The quick way is to glue the blessings to paper and then apple-print around them. The slower way is to apple-print first and then glue the blessings over the design. The latter version works well for kids who will otherwise obliterate the words with layers of paint.
You will need:
- Construction paper (the bigger the better)
- Blessings printable (see two links below: a jpg and a pdf)
- Scissors (plain or fancy)
- Glue stick
- Paring knife (adults only)
- Cutting board
- Small, flat plates with rim (one per paint color)
- Paint, washable acrylic or tempera
- Metal fork (optional: for the apple’s handle. A chubby toddler fork is ideal.)
- Black marker and apple-color markers (optional)
- Contact paper (optional)
- Paper towels (because paint is messy)
1. Print the blessing sheet below. Trim with scissors. Trim in a honey-pot shape if you’ve been reading a lot of Winnie the Pooh lately.
3. Cut the apples in half from top to bottom and in quarters. Cut half horizontally around the equator and ask what your child sees in the middle.* Try to make flat, smooth pieces that will stamp evenly.

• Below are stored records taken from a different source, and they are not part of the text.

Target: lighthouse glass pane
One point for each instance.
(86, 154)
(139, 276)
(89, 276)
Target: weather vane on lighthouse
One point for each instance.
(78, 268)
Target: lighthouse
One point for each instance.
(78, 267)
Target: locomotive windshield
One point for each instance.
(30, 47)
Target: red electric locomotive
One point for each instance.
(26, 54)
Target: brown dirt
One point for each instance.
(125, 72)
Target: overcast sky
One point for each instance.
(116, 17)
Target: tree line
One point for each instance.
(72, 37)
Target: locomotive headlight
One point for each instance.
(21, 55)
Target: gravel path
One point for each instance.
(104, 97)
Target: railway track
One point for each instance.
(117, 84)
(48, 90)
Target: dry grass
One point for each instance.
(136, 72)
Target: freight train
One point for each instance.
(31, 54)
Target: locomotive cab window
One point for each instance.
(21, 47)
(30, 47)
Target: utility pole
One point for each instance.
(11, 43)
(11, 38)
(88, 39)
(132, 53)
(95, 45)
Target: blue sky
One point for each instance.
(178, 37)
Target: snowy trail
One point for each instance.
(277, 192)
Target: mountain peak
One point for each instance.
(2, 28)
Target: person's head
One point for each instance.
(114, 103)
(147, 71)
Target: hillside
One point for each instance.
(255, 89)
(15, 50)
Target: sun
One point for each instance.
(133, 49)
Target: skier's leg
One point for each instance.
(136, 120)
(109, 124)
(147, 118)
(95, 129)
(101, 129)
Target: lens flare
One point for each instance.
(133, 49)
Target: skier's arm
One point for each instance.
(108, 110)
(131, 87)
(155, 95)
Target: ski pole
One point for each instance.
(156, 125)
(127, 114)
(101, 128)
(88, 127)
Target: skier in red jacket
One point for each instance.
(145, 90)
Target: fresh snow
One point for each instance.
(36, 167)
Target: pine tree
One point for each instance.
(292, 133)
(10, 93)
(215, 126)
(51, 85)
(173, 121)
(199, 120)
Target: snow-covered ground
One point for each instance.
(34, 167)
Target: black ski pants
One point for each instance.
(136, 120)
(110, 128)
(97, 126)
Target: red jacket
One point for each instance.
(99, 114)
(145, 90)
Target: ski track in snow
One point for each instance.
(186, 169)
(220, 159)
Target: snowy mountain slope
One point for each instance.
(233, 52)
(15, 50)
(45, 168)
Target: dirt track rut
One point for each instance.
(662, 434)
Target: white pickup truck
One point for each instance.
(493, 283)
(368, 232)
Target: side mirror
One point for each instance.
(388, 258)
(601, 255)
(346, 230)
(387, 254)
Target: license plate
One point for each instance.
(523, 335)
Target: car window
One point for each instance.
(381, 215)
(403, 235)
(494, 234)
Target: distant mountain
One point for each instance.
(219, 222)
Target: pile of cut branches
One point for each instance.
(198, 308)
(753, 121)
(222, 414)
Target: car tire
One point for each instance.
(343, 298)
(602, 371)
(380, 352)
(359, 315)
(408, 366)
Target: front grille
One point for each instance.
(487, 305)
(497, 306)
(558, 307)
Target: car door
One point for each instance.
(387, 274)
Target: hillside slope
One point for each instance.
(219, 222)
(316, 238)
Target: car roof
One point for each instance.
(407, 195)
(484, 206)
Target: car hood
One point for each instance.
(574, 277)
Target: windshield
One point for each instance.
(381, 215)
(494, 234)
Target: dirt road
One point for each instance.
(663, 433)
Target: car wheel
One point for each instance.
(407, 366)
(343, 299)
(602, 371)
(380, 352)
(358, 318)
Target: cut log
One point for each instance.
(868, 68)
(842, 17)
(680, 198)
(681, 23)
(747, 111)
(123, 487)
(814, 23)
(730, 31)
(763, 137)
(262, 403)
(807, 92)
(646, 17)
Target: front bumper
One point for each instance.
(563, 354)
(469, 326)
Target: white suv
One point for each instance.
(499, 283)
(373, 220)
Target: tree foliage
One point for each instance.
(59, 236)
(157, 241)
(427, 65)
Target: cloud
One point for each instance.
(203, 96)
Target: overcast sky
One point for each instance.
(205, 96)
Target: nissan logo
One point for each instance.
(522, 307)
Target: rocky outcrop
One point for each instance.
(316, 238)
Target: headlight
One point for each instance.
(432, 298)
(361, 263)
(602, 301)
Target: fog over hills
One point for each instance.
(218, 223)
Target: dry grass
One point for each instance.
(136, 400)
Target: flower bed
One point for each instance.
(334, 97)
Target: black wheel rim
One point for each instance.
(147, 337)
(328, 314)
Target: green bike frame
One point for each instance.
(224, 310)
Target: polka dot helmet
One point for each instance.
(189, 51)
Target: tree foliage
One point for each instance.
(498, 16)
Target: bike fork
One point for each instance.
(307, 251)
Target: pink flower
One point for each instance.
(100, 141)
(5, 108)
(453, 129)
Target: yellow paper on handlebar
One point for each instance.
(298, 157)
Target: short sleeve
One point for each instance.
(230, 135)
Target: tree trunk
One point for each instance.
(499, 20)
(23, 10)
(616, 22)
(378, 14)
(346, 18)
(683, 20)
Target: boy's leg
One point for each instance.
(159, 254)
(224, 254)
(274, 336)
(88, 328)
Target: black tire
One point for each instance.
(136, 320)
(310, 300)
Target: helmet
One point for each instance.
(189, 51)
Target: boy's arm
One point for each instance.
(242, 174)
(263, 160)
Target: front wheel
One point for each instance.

4. Poke a fork into each apple piece if you need a handle. This never works for me, but some folks swear by it.
5. Squirt paint onto plate.
7. With the apple cut-side down, stamp the paper. Make as many apple prints as you wish.
8. Let dry. Place at the dinner table so you can see the blessings when the time comes. See the traditional order of a festive Rosh Hashanah dinner here.
Goof ups: leftover paper with apple prints can be cut into individual pictures and glued to cardstock for Rosh Hashanah greeting cards and placecards. Add Shana Tovah, Hebrew for “Happy New Year.” This is classic. Bubbe will plotz.
Option: When placemat is dry, use a black marker to create stems and seeds. Use a green marker to add leaves. If you use white paint for the apples against colored paper, use another marker color to create the peel.
Option: Cover placemat with contact paper or laminate for future Rosh Hashanahs. Add the date and ask your child to sign it (even if he can’t write yet).
*Slice an apple around its equator and the inside reveals a star. Penninah Schram, doyenne of Jewish storytellers, has a lovely tale about this, The Apple Tree’s Discovery. My kid didn’t see a star. He saw a flower. So we made up a story about that.